Fifty-four final year students of Ghana’s Premier Private Medical School – Family Health Medical School – have completed their mandatory District Clerkship Rotation, in three regions in the country.
The District Clerkship Rotation afforded the medical students hands-on practical experience in all specialties under the guidance of seasoned consultants and specialists.
Additionally, it introduced them to the types and management of medical problems seen in district hospitals.
The students examined patients, undertook ward rounds, assisted in the theatre and laboratory, and carried out other assignments given them.
Students also worked with District Health Management Teams (DHMTs) to carry out health promotion and preventive programmes, such as health education and promotion, communicable disease control and environmental sanitation.

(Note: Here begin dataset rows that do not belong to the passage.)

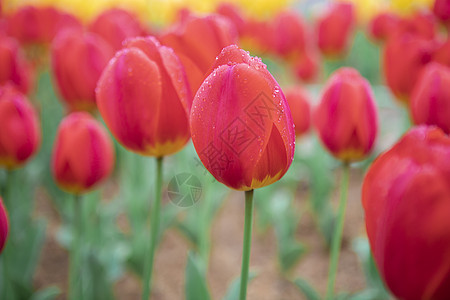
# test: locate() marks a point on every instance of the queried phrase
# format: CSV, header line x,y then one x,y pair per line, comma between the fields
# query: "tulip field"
x,y
229,150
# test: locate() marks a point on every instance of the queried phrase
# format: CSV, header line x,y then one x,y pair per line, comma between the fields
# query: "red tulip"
x,y
306,67
383,25
441,9
289,35
197,41
78,60
4,225
83,154
115,25
14,68
298,101
335,28
406,199
403,59
233,13
422,24
39,25
144,98
20,134
346,117
430,100
241,124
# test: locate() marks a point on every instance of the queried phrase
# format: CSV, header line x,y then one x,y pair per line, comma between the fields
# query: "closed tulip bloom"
x,y
241,124
430,100
20,135
383,25
441,10
4,225
78,60
406,199
335,28
197,41
403,59
346,118
144,97
83,153
290,35
39,25
14,68
115,25
298,101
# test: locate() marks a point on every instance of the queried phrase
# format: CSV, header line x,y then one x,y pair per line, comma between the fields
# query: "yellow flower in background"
x,y
156,11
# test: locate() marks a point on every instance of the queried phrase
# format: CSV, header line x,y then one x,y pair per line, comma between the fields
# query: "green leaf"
x,y
49,293
235,286
196,286
309,292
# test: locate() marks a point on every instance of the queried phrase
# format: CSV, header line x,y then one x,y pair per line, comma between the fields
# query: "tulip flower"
x,y
14,68
346,117
441,9
39,25
405,196
403,59
83,154
20,134
252,143
4,225
144,97
346,120
298,101
197,41
430,100
306,67
149,116
115,25
383,25
335,28
78,60
289,35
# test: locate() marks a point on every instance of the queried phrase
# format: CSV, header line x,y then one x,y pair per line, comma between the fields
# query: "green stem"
x,y
246,243
154,223
337,236
75,276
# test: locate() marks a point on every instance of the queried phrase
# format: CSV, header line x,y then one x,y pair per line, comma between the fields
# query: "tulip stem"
x,y
247,243
154,223
75,276
337,236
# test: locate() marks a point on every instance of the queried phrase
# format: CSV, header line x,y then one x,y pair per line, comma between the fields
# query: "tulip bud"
x,y
39,25
383,25
241,124
20,134
335,28
430,100
289,35
4,225
441,9
346,117
298,101
83,154
403,59
405,196
144,98
78,60
306,67
200,40
116,25
14,68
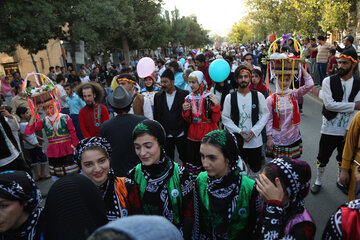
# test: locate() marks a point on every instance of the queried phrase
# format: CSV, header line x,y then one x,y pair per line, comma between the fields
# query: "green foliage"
x,y
301,17
103,25
28,24
240,32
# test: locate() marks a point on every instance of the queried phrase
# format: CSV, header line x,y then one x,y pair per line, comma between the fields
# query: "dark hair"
x,y
224,150
200,58
272,174
238,70
96,148
249,54
258,72
92,76
322,38
20,111
350,38
175,65
109,234
59,78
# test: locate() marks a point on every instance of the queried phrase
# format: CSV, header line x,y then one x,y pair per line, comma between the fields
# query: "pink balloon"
x,y
145,67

Also, during the Clerkship, the students familiarised themselves with the administrative set up of the health sector from the region down to the local level.
Locations
The District Clerkship Rotation this year took the final year students to District/Municipal Hospitals and Christian Health Association of Ghana (CHAG) facilities in the Central Region, where the students were stationed at St Francis Xavier Hospital, Assin Fosu; St Luke Catholic Hospital, Apam; and Winneba and Agona Swedru Municipal hospitals.
In the Eastern Region, the students were stationed at Suhum and Nsawam Government Hospitals and the Volta River Authority Hospital in Akosombo.
In the Volta Region, they were at Keta Municipal Hospital, Battor Catholic Hospital and Richard Novati Catholic Hospital in Sogakope.
Selected final year students stationed within the Keta Municipality in collaboration with Keta Municipal Hospital and Anloga Health Directorate joined the Chiefs and people of Anlo State to celebrate this year’s Hogbetsotso festival.
The medical students with health authorities pitched their tent at the festival grounds to provide free health screening and counseling to the residents and visitors to the festival and community.
Beneficiaries at the screening were taken through HIV testing and counselling, breasts screening and counseling, Blood Glucose Monitoring, Blood Pressure Testing and other health related screenings and counseling.
In the Central Region, the students together with District Health Promotion Officers embarked on a media tour at Radio Peace, a community-based radio station to educate the community on Peptic ulcer disease, its causes, signs and symptoms and its prevention and treatment.
With high prevalence of teenage pregnancy in the Effutu Municipality, the students educated the adolescents on reproductive health related issues and the need to concentrate on their academics and channel their energies rightly.